Dans sa note de présentation de la Consultation publique sur le futur European Media Freedom Act, la Commission juge par exemple que « le marché intérieur des médias est affecté par la disparité des règles nationales en matière de pluralisme des médias, les cas d’ingérence publique et privée dans (le) fonctionnement des médias, et l’absence de garde-fous en matière de pluralisme des médias, y compris en ligne », ajoutant que « le niveau de transparence quant à la propriété des médias est insuffisant ».

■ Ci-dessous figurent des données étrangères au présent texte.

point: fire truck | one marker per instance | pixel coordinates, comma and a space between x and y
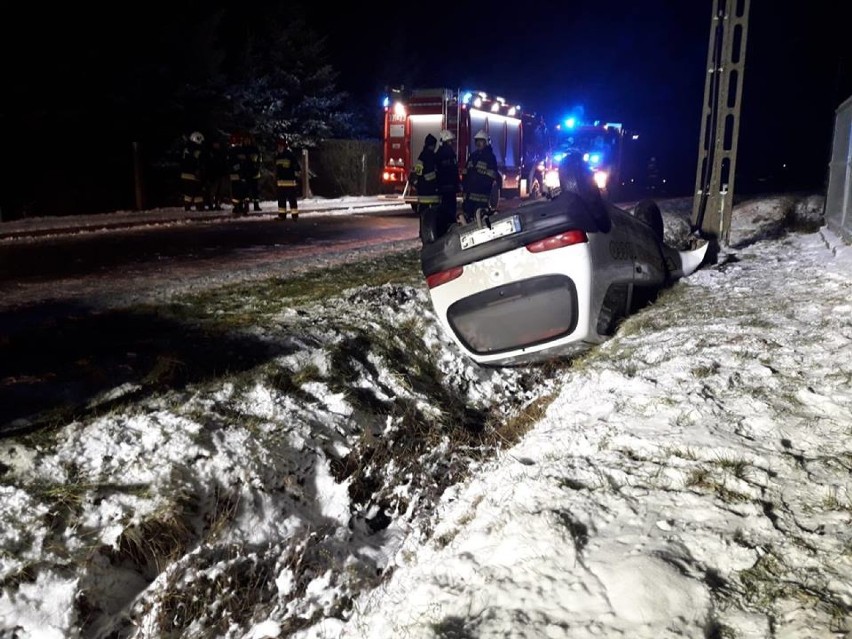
410, 115
599, 143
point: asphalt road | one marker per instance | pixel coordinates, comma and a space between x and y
129, 260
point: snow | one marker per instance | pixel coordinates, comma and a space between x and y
690, 477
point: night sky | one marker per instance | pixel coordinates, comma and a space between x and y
639, 62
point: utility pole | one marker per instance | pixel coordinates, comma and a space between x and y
720, 120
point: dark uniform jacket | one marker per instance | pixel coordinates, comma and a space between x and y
287, 168
447, 169
479, 175
424, 174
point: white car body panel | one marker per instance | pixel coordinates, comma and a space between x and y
512, 306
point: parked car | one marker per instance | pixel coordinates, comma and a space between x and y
550, 278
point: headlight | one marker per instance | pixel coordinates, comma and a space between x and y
551, 179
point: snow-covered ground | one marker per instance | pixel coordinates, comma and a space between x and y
688, 478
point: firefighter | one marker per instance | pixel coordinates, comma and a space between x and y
216, 176
449, 185
237, 165
479, 177
424, 178
192, 172
253, 166
288, 172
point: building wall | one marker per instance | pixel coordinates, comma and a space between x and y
838, 199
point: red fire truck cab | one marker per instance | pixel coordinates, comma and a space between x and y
410, 115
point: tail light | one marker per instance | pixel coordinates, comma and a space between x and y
436, 279
567, 238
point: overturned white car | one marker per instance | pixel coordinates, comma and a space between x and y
550, 278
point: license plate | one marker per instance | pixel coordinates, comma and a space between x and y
498, 229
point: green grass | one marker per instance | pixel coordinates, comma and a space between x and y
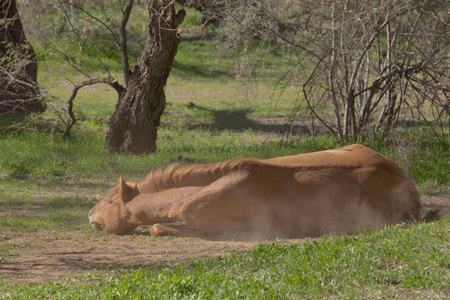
48, 184
410, 261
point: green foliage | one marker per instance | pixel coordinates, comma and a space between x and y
409, 261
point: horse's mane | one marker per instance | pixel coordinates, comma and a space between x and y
195, 175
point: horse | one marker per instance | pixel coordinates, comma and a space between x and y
339, 191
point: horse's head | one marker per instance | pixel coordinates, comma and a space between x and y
112, 213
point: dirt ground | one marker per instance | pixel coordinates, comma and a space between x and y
39, 259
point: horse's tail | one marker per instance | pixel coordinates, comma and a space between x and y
432, 215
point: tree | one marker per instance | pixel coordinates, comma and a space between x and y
141, 98
360, 66
18, 67
133, 126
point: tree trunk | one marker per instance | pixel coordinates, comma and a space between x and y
139, 109
18, 72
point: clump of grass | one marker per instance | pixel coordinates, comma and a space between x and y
409, 261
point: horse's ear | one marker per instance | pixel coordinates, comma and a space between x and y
126, 192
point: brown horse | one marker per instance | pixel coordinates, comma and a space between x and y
333, 191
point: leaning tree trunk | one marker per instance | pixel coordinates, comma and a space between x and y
139, 109
18, 66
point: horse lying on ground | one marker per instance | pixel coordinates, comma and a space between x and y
334, 191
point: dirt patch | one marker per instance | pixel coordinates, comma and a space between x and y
38, 258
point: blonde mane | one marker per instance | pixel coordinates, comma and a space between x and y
196, 175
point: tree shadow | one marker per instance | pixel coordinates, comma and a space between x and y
238, 120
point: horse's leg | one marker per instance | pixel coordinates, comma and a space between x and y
159, 230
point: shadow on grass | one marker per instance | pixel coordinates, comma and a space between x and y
238, 120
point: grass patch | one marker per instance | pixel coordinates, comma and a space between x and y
410, 261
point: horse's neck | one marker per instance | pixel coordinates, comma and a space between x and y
155, 207
196, 175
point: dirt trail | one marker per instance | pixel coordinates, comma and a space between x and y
43, 258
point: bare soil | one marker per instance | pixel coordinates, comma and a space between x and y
42, 258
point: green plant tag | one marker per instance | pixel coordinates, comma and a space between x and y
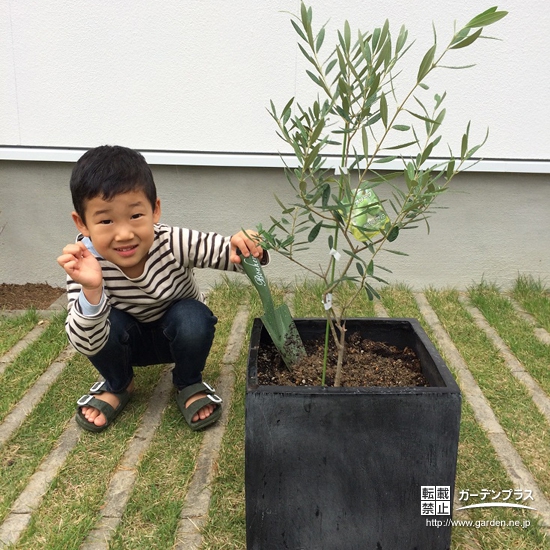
368, 216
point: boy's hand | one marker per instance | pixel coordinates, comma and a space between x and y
246, 242
83, 268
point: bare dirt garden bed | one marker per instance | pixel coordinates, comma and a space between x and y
29, 295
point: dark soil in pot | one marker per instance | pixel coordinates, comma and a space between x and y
367, 364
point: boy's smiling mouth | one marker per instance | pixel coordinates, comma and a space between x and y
126, 250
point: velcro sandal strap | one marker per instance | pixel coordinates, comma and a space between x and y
102, 406
201, 387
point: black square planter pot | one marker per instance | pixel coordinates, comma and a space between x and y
343, 468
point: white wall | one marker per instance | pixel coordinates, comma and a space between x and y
196, 75
491, 225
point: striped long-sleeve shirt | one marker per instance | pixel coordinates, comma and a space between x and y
167, 277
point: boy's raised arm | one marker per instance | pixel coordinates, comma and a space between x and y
247, 242
83, 268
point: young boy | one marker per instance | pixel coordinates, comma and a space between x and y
133, 299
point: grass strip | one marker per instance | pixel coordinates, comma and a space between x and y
516, 332
12, 329
152, 515
27, 367
519, 417
534, 297
71, 507
478, 465
37, 436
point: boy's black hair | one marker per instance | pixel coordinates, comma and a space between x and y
107, 171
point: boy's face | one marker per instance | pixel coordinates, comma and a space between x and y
121, 229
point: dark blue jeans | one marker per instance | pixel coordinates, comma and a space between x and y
183, 335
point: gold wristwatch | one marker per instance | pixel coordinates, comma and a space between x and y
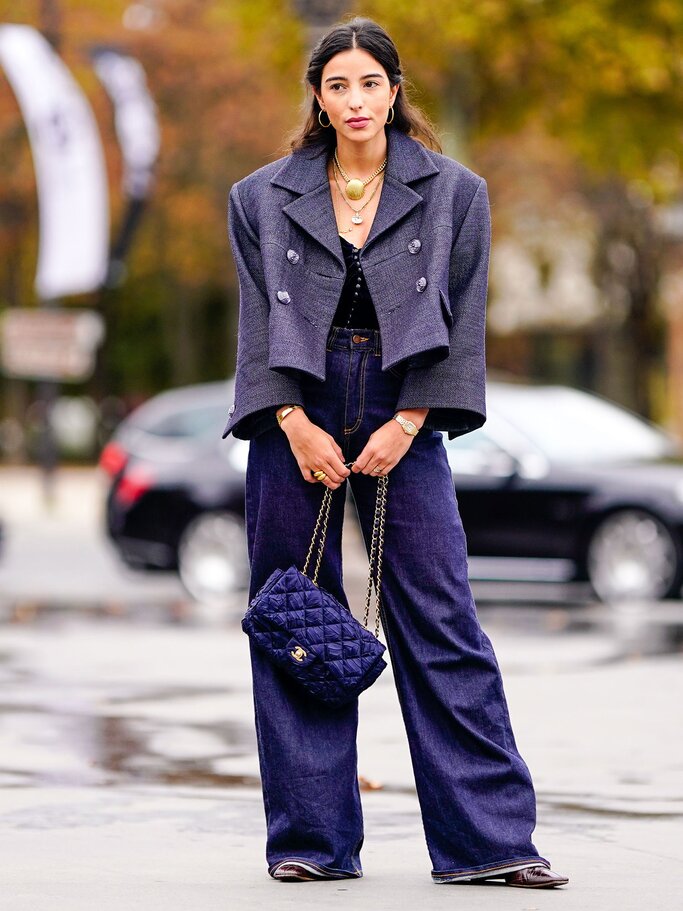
408, 426
284, 412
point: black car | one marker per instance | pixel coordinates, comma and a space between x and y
176, 499
559, 484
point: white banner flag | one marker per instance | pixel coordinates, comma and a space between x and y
137, 128
70, 169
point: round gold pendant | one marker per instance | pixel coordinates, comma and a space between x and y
355, 188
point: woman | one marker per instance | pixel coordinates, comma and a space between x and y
362, 259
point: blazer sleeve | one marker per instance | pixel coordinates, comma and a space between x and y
258, 389
454, 389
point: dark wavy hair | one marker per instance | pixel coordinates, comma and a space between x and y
371, 37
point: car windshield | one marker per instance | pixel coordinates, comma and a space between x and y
573, 426
184, 423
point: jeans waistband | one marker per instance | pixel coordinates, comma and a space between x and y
345, 338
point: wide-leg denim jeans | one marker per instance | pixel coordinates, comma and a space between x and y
475, 791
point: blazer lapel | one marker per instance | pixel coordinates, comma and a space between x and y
305, 173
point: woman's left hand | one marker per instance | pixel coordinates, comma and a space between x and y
385, 448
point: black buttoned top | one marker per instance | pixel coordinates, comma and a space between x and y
355, 308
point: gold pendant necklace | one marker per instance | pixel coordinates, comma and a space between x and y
356, 218
355, 187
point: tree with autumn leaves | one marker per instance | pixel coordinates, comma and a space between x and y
571, 111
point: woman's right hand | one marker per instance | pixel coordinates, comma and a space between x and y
314, 448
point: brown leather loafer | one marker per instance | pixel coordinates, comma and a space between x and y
294, 871
535, 878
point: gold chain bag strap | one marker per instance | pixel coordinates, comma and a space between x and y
376, 544
310, 634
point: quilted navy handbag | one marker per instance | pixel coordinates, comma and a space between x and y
308, 633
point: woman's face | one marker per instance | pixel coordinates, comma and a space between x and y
356, 94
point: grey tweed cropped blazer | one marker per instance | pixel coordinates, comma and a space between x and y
426, 263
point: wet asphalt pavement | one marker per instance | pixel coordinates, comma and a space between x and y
128, 767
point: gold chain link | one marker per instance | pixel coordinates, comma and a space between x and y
376, 544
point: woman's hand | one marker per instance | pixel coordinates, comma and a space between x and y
388, 444
314, 448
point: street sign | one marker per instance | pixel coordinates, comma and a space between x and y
50, 344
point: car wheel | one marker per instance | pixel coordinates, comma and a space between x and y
633, 555
212, 557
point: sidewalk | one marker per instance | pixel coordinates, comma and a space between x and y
129, 774
603, 745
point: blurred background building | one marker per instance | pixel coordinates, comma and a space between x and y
573, 117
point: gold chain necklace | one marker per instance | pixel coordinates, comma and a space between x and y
356, 218
355, 187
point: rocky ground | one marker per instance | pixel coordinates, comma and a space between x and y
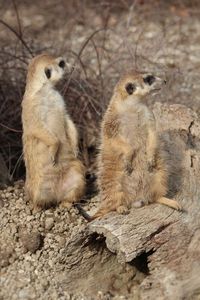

« Seuls des principes communs et une coopération renforcée (garantiront) un fonctionnement fluide (au sein du) marché intérieur », ajoute la Commission… qui ne prône pourtant « aucune modification du cadre législatif actuel » dans son « scénario de référence », se limitant à des « rapports annuels sur l’état de droit », et à des « recommandations concrètes aux États membres ».
Le volontarisme n’est pas plus grand du côté de la Commission d’enquête sénatoriale, malgré le constat que « le développement des plateformes numériques suscite depuis plusieurs années trois grandes séries de questions :
- leur poids économique considérable (qui) serait une menace pour l’équilibre des marchés et leur assurerait une capacité à manipuler l’opinion à leur profit ;
- leur influence dans la conduite des débats publics au moment des élections, par le biais notamment des facultés d’expression non contrôlées offertes par les réseaux sociaux ;
- l’opacité de leurs algorithmes, qui nécessitent la collecte massive d’informations personnelles, souvent obtenues sans que les usagers en aient une réelle conscience, pour assurer leur traitement automatisé».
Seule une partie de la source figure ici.